Mit Richard F. Burton entdeckt John H. Speke den Tanganjikasee. Als erster Europäer steht er am Ufer des Victoriasees. Nach seiner Theorie entspringt dort der Nil. Um sie zu beweisen, zieht er ein zweites Mal durch Afrika – und wird fündig.

Caput Nili quaerere» – nach den Quellen des Nil fragen – so lautete ein römisches Sprichwort, wenn jemand etwas wissen wollte, auf das es beim besten Willen keine Antwort gab. John Hanning Speke hört nicht auf, diese Frage zu stellen – bis er ein Ergebnis hat.

John H. Speke wird in Bath, im Südwesten Englands, als Kind einer Upper-Class-Familie geboren. Mit 17 entscheidet er sich für eine Offizierskarriere. So kommt Speke nach Indien in die Region von Pandschab. Der Engländer unternimmt Expeditionen in entlegene Winkel des Himalajas, die vor ihm noch kein Europäer betreten hat. Er führt Vermessungen durch, zeichnet die ersten modernen Karten der Region.
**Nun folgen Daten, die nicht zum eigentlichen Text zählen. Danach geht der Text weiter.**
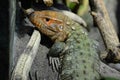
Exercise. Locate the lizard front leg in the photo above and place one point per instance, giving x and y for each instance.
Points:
(54, 54)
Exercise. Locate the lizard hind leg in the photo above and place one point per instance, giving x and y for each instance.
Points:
(54, 54)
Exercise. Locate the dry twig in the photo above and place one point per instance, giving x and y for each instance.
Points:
(107, 30)
(25, 60)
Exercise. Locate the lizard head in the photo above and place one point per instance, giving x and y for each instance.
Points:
(50, 23)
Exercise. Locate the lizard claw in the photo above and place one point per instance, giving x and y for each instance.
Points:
(55, 63)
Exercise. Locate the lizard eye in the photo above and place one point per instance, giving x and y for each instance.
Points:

1854 trifft John H. Speke in Aden Richard F. Burton , der gerade eine Expedition ins Somaliland am Horn von Afrika plant. Er schließt sich seinem Landsmann an. Doch die Reise im darauf folgenden Jahr scheitert nach einem Überfall durch Eingeborene, noch bevor sie richtig angefangen hat. Danach nimmt Speke als Freiwilliger am Krimkrieg 1853 bis 1856 teil.
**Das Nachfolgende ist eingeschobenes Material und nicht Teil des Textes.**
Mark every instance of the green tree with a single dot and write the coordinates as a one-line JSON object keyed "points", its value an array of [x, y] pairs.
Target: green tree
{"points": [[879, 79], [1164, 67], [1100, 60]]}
Im Jahr 1857 begleitet er Burton auf einer neuen Expedition. Sie soll den Ursprung der Nilquellen klären. Die Reise startet von Bagamoyo am Indischen Ozean und zieht nach Westen in den afrikanischen Kontinent. Speke, schwer an Malaria erkrankt, ist fast blind, als sie im Februar 1858 das Ostufer des Tanganjikasees erreichen. Doch er erholt sich schneller als sein ebenfalls schwerkranker Partner – und beginnt, mit einem Kanu den See zu erkunden.

Im Himalaja hat John H. Speke einige Berge vermessen. Hier ermittelt er nun, dass der See auf einer Höhe von rund 700 Metern liegt. Der südlichste bis dahin bekannte Ort am Nil – Gondokoro im Sudan – liegt aber schon auf 600 Meter Höhe. Der Tanganjikasee, da ist sich Speke sicher, kann also schon von daher gar nicht die Quelle des großen Stroms sein. Er ist der Meinung – damit hat er vom heutigen Stand der Wissenschaft aus gesehen Recht -–, dass der Tanganjikasee vulkanischen Ursprungs ist.
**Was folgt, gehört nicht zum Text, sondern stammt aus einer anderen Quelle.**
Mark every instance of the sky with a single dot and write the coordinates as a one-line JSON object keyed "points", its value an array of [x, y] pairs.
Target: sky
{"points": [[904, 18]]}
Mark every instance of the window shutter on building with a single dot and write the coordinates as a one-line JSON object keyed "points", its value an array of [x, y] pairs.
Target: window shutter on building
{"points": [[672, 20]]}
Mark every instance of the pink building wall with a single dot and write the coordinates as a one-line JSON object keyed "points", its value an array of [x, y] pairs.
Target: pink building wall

Burton aber will von all dem nichts hören. Für ihn entspringt der Nil im Tanganjikasee. Als Eingeborene erzählen, am Nordufer gebe es einen großen Strom, sieht er sich bestätigt. Auf ihrer gemeinsamen Erkundungstour gelangen Speke und Burton jedoch nicht ganz in den Norden des Sees. Denn die Afrikaner, die dort leben, sind mit dem Volk, aus dem ihre Bootsleute stammen, verfeindet. Daher weigern die sich, weiter in diese Richtung zu paddeln. Immerhin erfahren die Engländer, dass der Fluss Rusisi in den See hineinfließt – und nicht hinaus. Burton ist schwer enttäuscht.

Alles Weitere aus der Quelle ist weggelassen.